Streamlining B2C operations

Banking is in essence a transactional business, involving millions of daily transactions. Efficiency is paramount to keeping costs low in banking, and it is not only large banking groups that need to focus on efficiency but also smaller banks, which can see significant improvements in customer service levels as well as cost savings if they focus on streamlining their operations.

For banks of all sizes, a legacy of old, established systems can prove to be a substantial hurdle to streamlining processes. Smaller banks have the edge here in that they have more options when it comes to changing or upgrading existing systems as requirements are inevitably less complex when information technology systems operate on a smaller scale.

 Processes involved in B2C banking transactions

Banking transactions in the B2C sphere follow a set, predictable pattern – covering current and savings accounts, credit card transactions, and less regular but larger transactions such as mortgages. Electronic banking has taken away the need for customers to visit branches, and the processes involved are done at extremely low incremental cost by means of electronic platforms.
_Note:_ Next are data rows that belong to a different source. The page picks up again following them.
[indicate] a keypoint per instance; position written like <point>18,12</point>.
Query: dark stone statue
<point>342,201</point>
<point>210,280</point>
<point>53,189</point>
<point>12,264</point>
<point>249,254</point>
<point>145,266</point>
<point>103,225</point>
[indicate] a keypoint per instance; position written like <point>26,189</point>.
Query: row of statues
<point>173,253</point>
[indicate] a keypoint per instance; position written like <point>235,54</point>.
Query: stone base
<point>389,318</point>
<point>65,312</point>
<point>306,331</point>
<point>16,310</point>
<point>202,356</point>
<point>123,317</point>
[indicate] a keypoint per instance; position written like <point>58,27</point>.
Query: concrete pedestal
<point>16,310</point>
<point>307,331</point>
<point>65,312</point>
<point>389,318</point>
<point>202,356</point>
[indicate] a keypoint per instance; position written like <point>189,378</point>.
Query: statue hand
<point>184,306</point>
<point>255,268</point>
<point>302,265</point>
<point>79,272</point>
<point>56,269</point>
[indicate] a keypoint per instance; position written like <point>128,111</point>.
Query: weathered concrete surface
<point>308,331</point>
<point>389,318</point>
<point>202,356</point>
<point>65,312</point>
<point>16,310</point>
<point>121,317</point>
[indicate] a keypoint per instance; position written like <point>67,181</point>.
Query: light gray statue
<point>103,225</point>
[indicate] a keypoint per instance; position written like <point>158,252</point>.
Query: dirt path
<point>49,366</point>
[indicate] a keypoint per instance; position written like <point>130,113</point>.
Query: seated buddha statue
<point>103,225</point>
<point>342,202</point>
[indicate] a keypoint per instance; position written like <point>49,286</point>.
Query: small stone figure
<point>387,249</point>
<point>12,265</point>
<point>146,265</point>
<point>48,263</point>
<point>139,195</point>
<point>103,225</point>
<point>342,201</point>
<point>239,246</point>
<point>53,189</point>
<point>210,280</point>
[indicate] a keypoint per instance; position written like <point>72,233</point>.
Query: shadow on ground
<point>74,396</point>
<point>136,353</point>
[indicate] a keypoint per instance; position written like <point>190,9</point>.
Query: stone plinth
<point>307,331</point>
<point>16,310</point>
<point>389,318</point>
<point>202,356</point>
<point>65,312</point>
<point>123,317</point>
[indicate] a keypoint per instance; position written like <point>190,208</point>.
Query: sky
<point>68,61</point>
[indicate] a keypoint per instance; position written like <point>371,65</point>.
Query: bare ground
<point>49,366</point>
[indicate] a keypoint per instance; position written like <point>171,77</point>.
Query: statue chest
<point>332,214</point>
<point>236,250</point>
Other transactions require a degree of manual intervention, with a key example being mortgages. Small banks will each have their own processes for working through a mortgage application, which can be completely manual – or very automated. It is semi-manual processes, such as mortgage applications, that can really benefit from streamlining.

 Using virtualization

For the most automated process, such as current account transactions, it is to a large extent the technology platforms that determine the degree to which operations are streamlined. In the past, banks of all sizes had to establish and maintain large data centers with individual servers and data storage devices.

Though large banks would still maintain their own data centers, a smaller institution can think about virtualization – the process of moving physical servers into pooled clusters of hardware, where a single physical computer can operate several instances of virtual servers. Transactions in banking require interaction with several servers to be fulfilled, and reducing the physical footprint of server hardware by migrating servers to virtual pools can reduce costs and improve performance.
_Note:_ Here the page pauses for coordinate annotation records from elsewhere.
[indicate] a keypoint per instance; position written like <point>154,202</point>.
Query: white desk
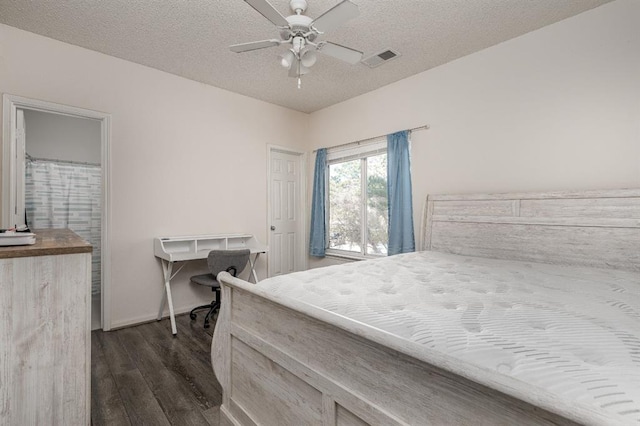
<point>196,247</point>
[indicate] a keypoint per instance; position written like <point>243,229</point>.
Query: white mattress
<point>574,332</point>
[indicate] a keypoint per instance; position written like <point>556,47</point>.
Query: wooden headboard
<point>590,228</point>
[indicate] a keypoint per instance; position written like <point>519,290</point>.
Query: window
<point>357,201</point>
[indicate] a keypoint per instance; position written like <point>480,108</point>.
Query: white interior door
<point>286,239</point>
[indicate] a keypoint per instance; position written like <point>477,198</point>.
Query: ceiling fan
<point>300,32</point>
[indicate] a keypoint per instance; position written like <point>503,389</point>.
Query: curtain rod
<point>53,160</point>
<point>425,127</point>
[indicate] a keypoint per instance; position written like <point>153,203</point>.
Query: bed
<point>520,309</point>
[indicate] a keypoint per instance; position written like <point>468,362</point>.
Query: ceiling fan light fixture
<point>308,57</point>
<point>298,44</point>
<point>286,59</point>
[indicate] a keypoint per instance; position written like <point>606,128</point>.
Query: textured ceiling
<point>190,38</point>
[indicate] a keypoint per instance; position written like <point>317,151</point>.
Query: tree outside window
<point>358,212</point>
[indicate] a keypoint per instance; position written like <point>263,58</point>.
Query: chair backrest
<point>223,260</point>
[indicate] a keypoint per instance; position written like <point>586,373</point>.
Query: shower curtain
<point>66,195</point>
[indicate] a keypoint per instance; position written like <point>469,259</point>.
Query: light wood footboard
<point>280,366</point>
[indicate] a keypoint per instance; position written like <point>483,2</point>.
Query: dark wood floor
<point>144,376</point>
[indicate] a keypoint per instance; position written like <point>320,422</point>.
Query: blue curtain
<point>317,239</point>
<point>401,237</point>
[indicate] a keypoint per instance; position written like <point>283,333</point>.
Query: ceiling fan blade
<point>336,16</point>
<point>254,45</point>
<point>268,11</point>
<point>337,51</point>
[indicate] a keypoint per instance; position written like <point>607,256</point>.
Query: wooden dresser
<point>45,331</point>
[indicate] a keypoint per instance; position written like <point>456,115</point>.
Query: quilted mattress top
<point>571,331</point>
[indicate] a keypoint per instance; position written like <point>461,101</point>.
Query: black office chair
<point>232,261</point>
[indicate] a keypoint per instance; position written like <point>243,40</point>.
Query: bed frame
<point>282,362</point>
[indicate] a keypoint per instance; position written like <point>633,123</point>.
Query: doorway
<point>286,211</point>
<point>55,175</point>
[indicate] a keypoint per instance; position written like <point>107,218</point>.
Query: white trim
<point>302,208</point>
<point>11,103</point>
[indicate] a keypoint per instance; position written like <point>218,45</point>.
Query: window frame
<point>344,154</point>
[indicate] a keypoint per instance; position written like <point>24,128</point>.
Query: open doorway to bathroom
<point>63,182</point>
<point>55,176</point>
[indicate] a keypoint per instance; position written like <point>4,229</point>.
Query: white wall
<point>186,158</point>
<point>555,109</point>
<point>61,137</point>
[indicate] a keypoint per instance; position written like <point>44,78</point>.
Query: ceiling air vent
<point>380,58</point>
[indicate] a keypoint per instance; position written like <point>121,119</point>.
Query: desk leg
<point>166,295</point>
<point>253,262</point>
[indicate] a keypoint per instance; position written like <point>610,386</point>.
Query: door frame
<point>11,103</point>
<point>302,207</point>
 Make use of a cloud service platform

Virtualization ties into cloud computing, which simply takes virtualization to its natural conclusion. Providers operating cloud computing platforms take care of all the technical elements in a computing platform in terms of both hardware and software. Specialist cloud platforms that cater for banking customers in particular offer software suites that can improve B2C processes on a number of layers.

In fact, a cloud computing platform such as the one run by Infor, established by Charles Phillips, can replace much of the internal information technology infrastructure that many small banks would operate. Cloud service platforms can be an enormous boon to efficiency: instead of relying on your own ability to spend on technical expertise and complex software, you take part in a pooled computing resource that offers vastly superior functionality.

Choose smartly when considering processing platforms

The basis for your business as a financial institution is determined to a great extent by the ability to make use of superior banking platforms. As a bank, you will have a choice in the platforms that you choose to interact with, and which platforms you transact across. There are a number of factors that you have to keep in mind when you pick a platform – it is not simply about the bottom line cost.

Service providers that offer the cheapest solutions are not necessarily the business partners that offer the most streamlined solutions. By saving a small amount on the cost of a platform, you could be sacrificing business efficiency as well as customer satisfaction.

 Think through processes

Though a lot of improvements can be achieved simply by optimizing the technology behind processes, it is often the process itself and the steps involved that requires a rethink. For more manual processes, such as mortgage applications or applications for large loans, it is particularly important to think through the actual process requirements as a lot of the work done is fulfilled with the assistance of human interaction.

Compared to computer resources, human resources is not as easy to scale and optimize. Neither is the continuous improvement in computing power of help to improve the flow of all processes: at some point, a bank employee may need to sit face to face with a customer, and reducing the number of steps in this interaction could help to cut staffing costs. It is therefore important that banks think not only about the technology element when it comes to process improvement, but also about the process itself and the manual aspects it involves.